なのでこちらも、ただ単に魅力的な人を選んでいるわけではなく、毎回違った信念やキーワードに基づいて人を選んでいます。
オーディションに受かるコツ
では、オーディションに受かるコツっていうのはありますか?
コツ、、、といわれると難しいですね笑
もし、あえてコツというならば、自分の名刺代わりとなるような「ウリ」をしっかりと理解し、それを磨くように努力することです。
自分の一番自信のあるところを磨くということですか?
自信のあるところや得意なところですね。オーディションって、先程も言ったようにそれぞれコンセプトがあるんです。しっかり個性を磨いておくと、その個性とオーディションのコンセプトがガッチリマッチしたときに「合格」となるわけです。

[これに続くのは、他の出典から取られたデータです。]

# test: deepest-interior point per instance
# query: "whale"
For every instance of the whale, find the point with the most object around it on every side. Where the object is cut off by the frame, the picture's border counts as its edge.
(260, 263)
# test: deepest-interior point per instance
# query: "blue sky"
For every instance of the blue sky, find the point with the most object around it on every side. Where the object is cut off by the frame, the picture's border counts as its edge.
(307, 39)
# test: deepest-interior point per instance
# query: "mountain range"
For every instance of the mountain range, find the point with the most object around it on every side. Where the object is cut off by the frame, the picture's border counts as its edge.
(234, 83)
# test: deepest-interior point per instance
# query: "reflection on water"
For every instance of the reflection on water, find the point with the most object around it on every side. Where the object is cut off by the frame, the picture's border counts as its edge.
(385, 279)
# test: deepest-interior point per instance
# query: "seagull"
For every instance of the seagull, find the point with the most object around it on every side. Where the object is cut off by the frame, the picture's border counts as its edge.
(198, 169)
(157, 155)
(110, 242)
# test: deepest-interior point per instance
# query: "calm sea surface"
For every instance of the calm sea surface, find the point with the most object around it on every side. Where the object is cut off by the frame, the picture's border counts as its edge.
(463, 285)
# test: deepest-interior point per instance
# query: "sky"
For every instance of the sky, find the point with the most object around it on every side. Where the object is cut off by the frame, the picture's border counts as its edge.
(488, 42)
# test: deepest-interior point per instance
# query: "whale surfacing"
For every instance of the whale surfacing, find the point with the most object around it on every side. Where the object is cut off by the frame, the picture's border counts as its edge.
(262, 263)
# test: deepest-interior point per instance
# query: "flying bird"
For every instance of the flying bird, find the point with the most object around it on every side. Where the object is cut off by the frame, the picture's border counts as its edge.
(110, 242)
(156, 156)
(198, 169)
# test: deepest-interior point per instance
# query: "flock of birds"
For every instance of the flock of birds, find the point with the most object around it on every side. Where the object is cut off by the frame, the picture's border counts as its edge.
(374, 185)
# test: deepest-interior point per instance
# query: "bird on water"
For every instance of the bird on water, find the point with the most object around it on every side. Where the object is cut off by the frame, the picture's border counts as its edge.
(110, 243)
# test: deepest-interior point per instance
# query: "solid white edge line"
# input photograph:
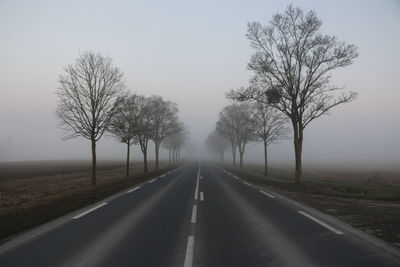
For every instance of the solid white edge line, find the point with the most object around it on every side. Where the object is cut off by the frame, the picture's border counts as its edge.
(194, 214)
(133, 189)
(267, 194)
(189, 252)
(89, 211)
(336, 231)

なるほど!歌が飛びぬけて上手い人ならどのオーディションでも受かるというわけではないんですね。
どのオーディションに受かる人なんていません。アーティストやアイドルがこれだけ個性豊かな時代であるのは、それを選ぶオーディションもバラエティ豊かなんです。
何十、何百種類ものコンセプトがあります。
それだけ幅広い個性を網羅したスーパーマンなんて絶対にいないですよね笑
あのイチローも、”ヒット”を打たせたら世界一ですが、”ホームラン”だったら年間最高で15本しか打ったことがありません(メジャー時代)。
つまり、全てにおいて平均的に80点出せるような優等生より、全体的に60点くらいでも、1つだけでも95点出せる人の方が圧倒的に合格しやすくなります。
では、3つほどウリになる個性があればめちゃめちゃ優秀なんですね!
いえいえ、もちろん個性がたくさんあるのはいいんですが、あのメジャーの大谷選手でも「二刀流」ですよね。わずか2つの抜き出た個性です。
なので、個性は1つ抜き出ていればいいんです。
1つ抜き出た個性が育てば、自然と他の能力も育ってくるので、基本的には1つの部分を伸ばしていく感覚で問題ありません。
なるほど!それで大きなオーディションでも「え!?この人が合格なの!?」っていうことが起こりえたりするんですね!
そうですね笑
たまにコンセプトがあまりにピンポイントだったり、前回とは違うタイプを、、、などといったいろんな状況が重なった場合、そういうことも十分起こりますね。
そういう大人の事情は、オーディションを受ける人に漏れることはありえませんので(ほぼありえません、多分)、オーディション対策よりも、自分の個性磨きの方が重要になってくるわけです。
オーディションで受かるには、どんな練習をしたら良いの?
では、その個性を伸ばすにはどのような練習をしたら良いでしょうか?
まずは、なりたい自分をしっかりと描くことです。歌手だったら、アイドル寄り路線で行くか、本格歌手路線に行くか、アニソン路線で行くか、まずは本気で戦ってみたいジャンルを見つけることです。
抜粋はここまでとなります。